10 Replies to “National conversation starter: “Texas School District Will Let Teachers Carry Guns””

  1. McGehee says:

    God bless Texas.

  2. Silver Whistle says:

    I don’t know how anyone can deny anymore the contempt King Putt has for our constitutional rights. He makes me gag.

  3. happyfeet says:

    defenselessness is the new sexy

    i saw it on the cnn

  4. Bob Belvedere says:

    Sadly, happy is right on the money.

    Beta males are in with a good chunk of the population.

  5. Slartibartfast says:

    I am not sure the shoulder-slung Nagant is really the best solution. But even a pistol shooting .22LR would be a damned sight better defense than what teachers currently have. For instance, a Ruger SR-22 holds 10 in the clip and shoots pretty well, I hear. For close-in work, the Ruger LCR-22 holds 8 rounds, but I don’t think you want to be that close to someone holding a Bushmaster .223. The Smith & Wesson 617 is a 10-shooter revolver in varying barrel lengths but is on the expensive side.

    Shit, even a Taurus .22 magnum with a 4″ barrel and 9 in the cylinder would be much more effective than nothing, and almost as easy to shoot.

  6. geoffb says:

    We could start with this:

    [T]hose who study mass shootings say they are not becoming more common.

    “There is no pattern, there is no increase,” says criminologist James Allen Fox of Boston’s Northeastern University, who has been studying the subject since the 1980s, spurred by a rash of mass shootings in post offices.

    The random mass shootings that get the most media attention are the rarest, Fox says. Most people who die of bullet wounds know the identity of their killer.

    Society moves on, he says, because of our ability to distance ourselves from the horror of the day, and because people believe that these tragedies are “one of the unfortunate prices we pay for our freedoms.”

    Grant Duwe, a criminologist with the Minnesota Department of Corrections who has written a history of mass murders in America, said that while mass shootings rose between the 1960s and the 1990s, they actually dropped in the 2000s. And mass killings actually reached their peak in 1929, according to his data. He estimates that there were 32 in the 1980s, 42 in the 1990s and 26 in the first decade of the century.

    Chances of being killed in a mass shooting, he says, are probably no greater than being struck by lightning.

    Then continue into the discussion by delving into root causes and what was done in the past that made this better or worse. Even looking into what has worked in other countries while keeping in mind our rights, both enumerated and those, though not spelled out in specific writings, which are self-evident.

    In May 1974, Palestinian terrorists targeted an Israeli school in the village of Ma’alot, taking a number of students hostage. When Israeli commandos tried to free the students, the terrorists opened fire on their captives, killing 22 of them.

    Fearing another attack, Israeli educators asked the military for assistance. But the IDF told them it was impractical to station troops at all schools and college campuses.

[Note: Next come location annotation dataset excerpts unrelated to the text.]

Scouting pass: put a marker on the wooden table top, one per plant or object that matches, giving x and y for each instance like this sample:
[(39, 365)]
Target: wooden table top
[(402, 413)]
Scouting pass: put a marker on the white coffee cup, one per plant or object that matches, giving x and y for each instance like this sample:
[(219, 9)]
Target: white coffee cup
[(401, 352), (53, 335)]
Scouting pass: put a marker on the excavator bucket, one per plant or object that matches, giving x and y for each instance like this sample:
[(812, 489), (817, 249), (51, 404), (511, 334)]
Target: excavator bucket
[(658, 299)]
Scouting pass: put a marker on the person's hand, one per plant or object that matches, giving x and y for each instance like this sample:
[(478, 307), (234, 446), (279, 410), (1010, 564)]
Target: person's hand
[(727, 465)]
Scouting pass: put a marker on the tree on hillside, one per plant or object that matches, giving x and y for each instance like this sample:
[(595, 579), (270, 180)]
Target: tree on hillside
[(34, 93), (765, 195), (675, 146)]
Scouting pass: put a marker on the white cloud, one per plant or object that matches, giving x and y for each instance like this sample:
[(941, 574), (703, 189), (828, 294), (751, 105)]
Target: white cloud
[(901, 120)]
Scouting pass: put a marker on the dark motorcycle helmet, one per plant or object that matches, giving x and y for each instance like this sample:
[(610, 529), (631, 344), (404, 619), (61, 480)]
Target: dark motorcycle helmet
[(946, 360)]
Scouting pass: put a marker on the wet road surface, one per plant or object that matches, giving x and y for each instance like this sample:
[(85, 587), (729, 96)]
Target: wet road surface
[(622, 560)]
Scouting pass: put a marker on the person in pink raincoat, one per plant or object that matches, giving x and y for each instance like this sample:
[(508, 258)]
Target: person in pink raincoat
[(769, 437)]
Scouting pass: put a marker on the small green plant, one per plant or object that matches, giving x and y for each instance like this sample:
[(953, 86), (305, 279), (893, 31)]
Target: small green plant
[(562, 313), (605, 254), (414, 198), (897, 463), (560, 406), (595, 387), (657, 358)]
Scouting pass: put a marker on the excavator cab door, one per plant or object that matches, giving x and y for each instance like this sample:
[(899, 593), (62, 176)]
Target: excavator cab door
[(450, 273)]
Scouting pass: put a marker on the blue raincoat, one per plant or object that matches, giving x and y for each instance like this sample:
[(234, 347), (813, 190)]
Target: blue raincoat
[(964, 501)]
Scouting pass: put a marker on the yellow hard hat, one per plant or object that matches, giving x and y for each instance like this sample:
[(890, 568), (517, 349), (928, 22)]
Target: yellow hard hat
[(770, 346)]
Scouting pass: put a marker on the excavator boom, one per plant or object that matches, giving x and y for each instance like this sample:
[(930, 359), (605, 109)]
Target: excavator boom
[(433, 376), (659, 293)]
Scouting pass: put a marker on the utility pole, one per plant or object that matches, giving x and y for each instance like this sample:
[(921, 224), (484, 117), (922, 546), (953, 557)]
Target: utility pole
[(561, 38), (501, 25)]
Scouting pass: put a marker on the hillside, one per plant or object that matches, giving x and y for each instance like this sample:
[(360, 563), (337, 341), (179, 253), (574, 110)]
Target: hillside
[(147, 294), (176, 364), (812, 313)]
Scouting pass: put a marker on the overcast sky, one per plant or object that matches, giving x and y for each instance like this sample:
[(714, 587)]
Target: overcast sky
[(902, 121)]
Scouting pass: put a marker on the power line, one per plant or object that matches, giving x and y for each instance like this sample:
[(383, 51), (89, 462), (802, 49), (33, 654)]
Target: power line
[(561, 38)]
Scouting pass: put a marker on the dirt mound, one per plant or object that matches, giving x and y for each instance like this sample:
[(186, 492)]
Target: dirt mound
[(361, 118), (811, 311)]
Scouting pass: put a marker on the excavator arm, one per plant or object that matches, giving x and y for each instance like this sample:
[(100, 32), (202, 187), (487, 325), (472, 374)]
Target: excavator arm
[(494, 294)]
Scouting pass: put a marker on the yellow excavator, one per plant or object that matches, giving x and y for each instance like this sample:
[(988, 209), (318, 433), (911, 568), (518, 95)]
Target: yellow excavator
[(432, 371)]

So, the Israelis began training teachers, counselors, administrators and parent volunteers to carry weapons, and provide protection for their schools. While virtually no teachers carry guns in the classroom, every school soon had an armed sccurity detail, professional or volunteer. Realizing that Israeli schools were no longer a “soft” target, the terrorists began looking elsewhere. It would be more than 25 years before the jihadists would again target an Israeli school.

  7. missfixit says:

    gun sales will continue to go through the roof. esp w/ women. it’s a good business to be in right now. #unemployment

  8. Ernst Schreiber says:

    I’m just going to throw this out here, because it kind of fits.

    I wonder if the District’s legal advisor has weighed in on the liability they might or might not have just assumed by permitting their employees to carry on the premeses.

    I’m guessing legal exposure is why more places than don’t ask the you not to bring your CCW onto their property.

  9. SDN says:

    Ernst, TX wrote its’ gun laws with specific provisions to remove all legal liability (criminal and civil) from the shooter in a justified shooting. If the ruling is “no crime committed” then no tort was committed either.